Another view on why the Fed will start tapering in September might be seen in the below graph. The Fed's balance sheet just tipped the scales at $3.6 trillion.
The Fed also hit a new record, they now owe over $2 trillion in U.S. debt by buying U.S. Treasuries.
Look at how much they are also holding in mortgage backed securities in the graph below.
Beyond the above very scary graphs that are rarely mentioned these days is the original statement by Bernanke in his June 19th press conference:
If the incoming data are broadly consistent with this forecast, the Committee currently anticipates that it would be appropriate to moderate the monthly pace of purchases later this year. And if the subsequent data remain broadly aligned with our current expectations for the economy, we would continue to reduce the pace of purchases in measured steps through the first half of next year, ending purchases around midyear. In this scenario, when asset purchases ultimately come to an end, the unemployment rate would likely be in the vicinity of 7 percent, with solid economic growth supporting further job gains.
Note, the Fed announced a 7% unemployment rate when quantitative easing ends, not when tapering begins. The July unemployment rate was 7.4% The official unemployment rate has dropped about 0.3 percentage points in the last six months. With the unemployment rate dropping due to people just no longer being counted, job growth is in the worst paying occupational sectors and are part-time ones to boot, one could easily achieve a 7% unemployment rate by December 2013.
A few participants expressed concern that a decision to lower the unemployment threshold could potentially lead the public to view the unemployment threshold as a policy variable that could not only be moved down but also up, thereby calling into question the credibility of the thresholds and undermining their effectiveness.
The element which really could slow the Fed's tapering decision is actually inflation, seemingly glossed over by most in the financial press Inflation is mentioned in the FOMC meeting minutes and we went into great depth in this article as to why inflation is the real key economic metric for the decision to taper.
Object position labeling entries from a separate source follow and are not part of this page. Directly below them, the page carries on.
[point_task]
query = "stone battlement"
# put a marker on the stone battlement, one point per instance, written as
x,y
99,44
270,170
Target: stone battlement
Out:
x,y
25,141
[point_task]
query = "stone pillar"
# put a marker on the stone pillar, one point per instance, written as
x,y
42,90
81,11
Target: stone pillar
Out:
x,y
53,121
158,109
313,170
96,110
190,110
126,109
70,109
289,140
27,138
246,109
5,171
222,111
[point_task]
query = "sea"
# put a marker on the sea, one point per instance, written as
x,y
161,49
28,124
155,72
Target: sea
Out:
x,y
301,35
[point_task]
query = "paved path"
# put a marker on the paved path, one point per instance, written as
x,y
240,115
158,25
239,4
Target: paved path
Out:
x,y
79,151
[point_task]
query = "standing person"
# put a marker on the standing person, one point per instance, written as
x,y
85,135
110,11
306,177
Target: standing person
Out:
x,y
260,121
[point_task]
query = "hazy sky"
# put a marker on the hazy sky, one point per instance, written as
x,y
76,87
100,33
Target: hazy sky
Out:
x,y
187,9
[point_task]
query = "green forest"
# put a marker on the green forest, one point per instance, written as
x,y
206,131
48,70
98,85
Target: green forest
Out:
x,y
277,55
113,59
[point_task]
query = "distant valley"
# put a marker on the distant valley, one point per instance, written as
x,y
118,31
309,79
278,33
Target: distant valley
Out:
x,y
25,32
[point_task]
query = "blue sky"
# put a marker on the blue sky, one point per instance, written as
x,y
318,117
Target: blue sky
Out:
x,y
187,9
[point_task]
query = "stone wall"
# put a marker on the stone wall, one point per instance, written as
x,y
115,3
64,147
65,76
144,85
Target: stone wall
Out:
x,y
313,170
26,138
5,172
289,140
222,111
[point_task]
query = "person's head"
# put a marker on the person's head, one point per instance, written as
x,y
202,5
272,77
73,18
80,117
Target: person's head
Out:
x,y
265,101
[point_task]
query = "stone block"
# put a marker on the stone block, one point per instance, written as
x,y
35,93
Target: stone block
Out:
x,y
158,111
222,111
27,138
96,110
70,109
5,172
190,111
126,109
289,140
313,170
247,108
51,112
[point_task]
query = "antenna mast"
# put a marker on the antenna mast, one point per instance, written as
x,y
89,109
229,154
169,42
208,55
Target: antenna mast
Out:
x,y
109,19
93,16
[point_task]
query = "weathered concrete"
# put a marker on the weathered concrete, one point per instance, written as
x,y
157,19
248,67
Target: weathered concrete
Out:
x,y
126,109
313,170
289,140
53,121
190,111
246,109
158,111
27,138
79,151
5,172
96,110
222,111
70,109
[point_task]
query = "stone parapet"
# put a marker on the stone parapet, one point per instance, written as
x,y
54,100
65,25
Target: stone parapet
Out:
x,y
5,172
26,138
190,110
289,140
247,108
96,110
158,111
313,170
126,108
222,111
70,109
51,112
From the minutes, the FOMC is assuming inflation will be close to their target rate, yet the minutes mentioned again too low inflation is the most serious of all economic risks:
The most salient risk for the inflation outlook was that the recent softness in inflation would not abate as anticipated.
So, those guessing when quantitative easing will end should be watching those inflation statistics much more closely than the unemployment rate.
Another element mentioned by the FOMC is the sequester. In spite of what one hears on various talk radio and cable TV channels, the budget cuts did negatively impact economic growth. From the minutes.
Private domestic final demand continued to increase in the face of tighter federal fiscal policy this year, but several participants pointed to evidence suggesting that fiscal policy had restrained spending in the first half of the year more than they previously thought. Perhaps partly for that reason, a number of participants indicated that growth in economic activity during the first half of this year was somewhat below their earlier expectations.
Bottom line, the continuing of Wall Street's crack cocaine quantitative easing can in part be blamed on Congress. They cut spending at a time when the never ending sputtering economy and job market sure didn't need it. That said, eventually this will have to end and the sooner vs. later timing is more a trader's game vs. a concern of all those Americans still without work.